For several years I've predicted that a new wild card in American life -- the presence of economic resentment at the bottom of the top 1 percent of our income distribution -- would become a powerful force for reform. The SEC's fraud case against Goldman Sachs may be the first shot in what I think of as the revolt of the "lower upper class."Miller anticipates that this could rear its head in a "big skirmish" over taxes, leading to a "nightmare" scenario for the "Ultras":
Lower Uppers are doctors, accountants, engineers and lawyers. At companies they're mostly people above the rank of vice president and below the CEO. Their comrades include well-fed members of the media (and even part-time Post columnists who earn their livings as consultants). They include government officials -- and, yes, SEC lawyers -- who didn't make or inherit fortunes before entering public service. Lower Uppers are professionals who by dint of education, hard work and good luck are living better than 99 percent of anyone who has ever walked the planet. They're also people who can't help but notice how many people with credentials much like their own seem to be living in the kind of Gatsby-like splendor they'll never enjoy.
This stings. If people no smarter or better than you are making $10 million or $50 million or $100 million in a single year, while you're working yourself ragged to scrape by on a million or two -- or, God forbid, $300,000 -- then something must be wrong.
Especially when it's clear that many of the Ultrarich are not simply reaping the rewards of the "free market" but of rigged systems that are as likely to reward failure as success.

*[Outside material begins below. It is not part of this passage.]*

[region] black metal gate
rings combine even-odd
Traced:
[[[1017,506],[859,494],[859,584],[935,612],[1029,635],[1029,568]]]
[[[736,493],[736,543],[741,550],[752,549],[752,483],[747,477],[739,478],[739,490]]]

First they're trying to close down our derivatives casino, the Ultras fret. Next they'll turn private equity's dubious capital gains into (more highly taxed) ordinary income. Before you know it, they'll claim the economy will hum along fine even if we raise marginal tax rates on income above $5 million a year to 50 percent! The revenge of the Lower Uppers may have only just begun. . . .You know, just the other day I was noting that if I had a seven figure income, I could deal with a 50% tax rate. But as part of a discussion about how when you are making big money, taxes hurt a lot less than they do when you're struggling. I did concede that to a Donald Trump type, who "must" have six or seven fully staffed mansions at his disposal, along with at least one private jet for travel between them, such a tax increase may require an "unacceptable" level of sacrifice. But for the rest of us, living on $500,000+ per year, after taxes, wouldn't be much of a trauma.
But I digress.
I don't find any great insight in the idea that these "class warfare" issues may ultimately be resolved among the upper / ruling classes because that's the way they've been resolved pretty much since the dawn of time. Most of the population isn't attuned to politics. A relatively small subset of people who follow politics are sufficiently wealthy or connected to have the ear of politicians. And that's the level at which policy gets made.
Yes, if enough people in the top five percent of the population become offended by a policy, even if it's favored by the top 1%, they have the necessary access and clout to press for change. Whatever is (or is not) going on in the streets, the bulk of the transformative moments in our nation's history have been driven by the attitudes of the top 5%. Agitation on the streets may be what inspires the elite to examine an issue, but save for those exceptionally rare occasions when it appears that revolution may follow, mass movements can be placated, ignored or, if necessary, suppressed. Or, if the elites decide that it's time for change, the agitation can be useful.
Perhaps Mr. Miller saw Capitalism: A Love Story, or otherwise came across Citigroup's theory of "plutonomy". Or perhaps it simply occurred to him that if you create a system that's overtly skewed toward showering riches on plutocrats, you will eventually generate significant resentment. The difference between his perspective (the rich will turn on the ultra-rich) and Citgroup's ("labor will fight back against the rising profit share of the rich") is that, in my opinion, he more accurately identifies the segment of the society from which pressure for change would have to come.
As a society, as long as we can convince the guy making $10 per hour that, as long as he works hard every day, he can become rich, we don't have to worry about a mass movement. It's when the people who know better decide to stop defending that myth that the ultra-rich have a problem. Turning to Reihan Salam,
There is at least one structural change that is undeniable: namely that there's been a delinkage between corporate profits and the health of the U.S. labor market. U.S.-based multinationals now look to emerging market economies as engines of growth. At home, these firms continue to aggressively cut costs and produce more with fewer workers. This has meant robust productivity increases, a sign of good things to come. But hiring and expansion is happening where the breakneck growth is happening, and that is not in the United States.The real danger for Citigroup and other proponents of "plutonomy" is that the top 5% of wage earners will respond not only to the concerns of the middle and upper middle class that their economic future is threatened - that, even with college educations, their children won't do as well as they have done - but that the to 5% of earners will recognize that their own futures, and their children's futures, are being plundered to feed the anti-meritocracy of the "Ultras".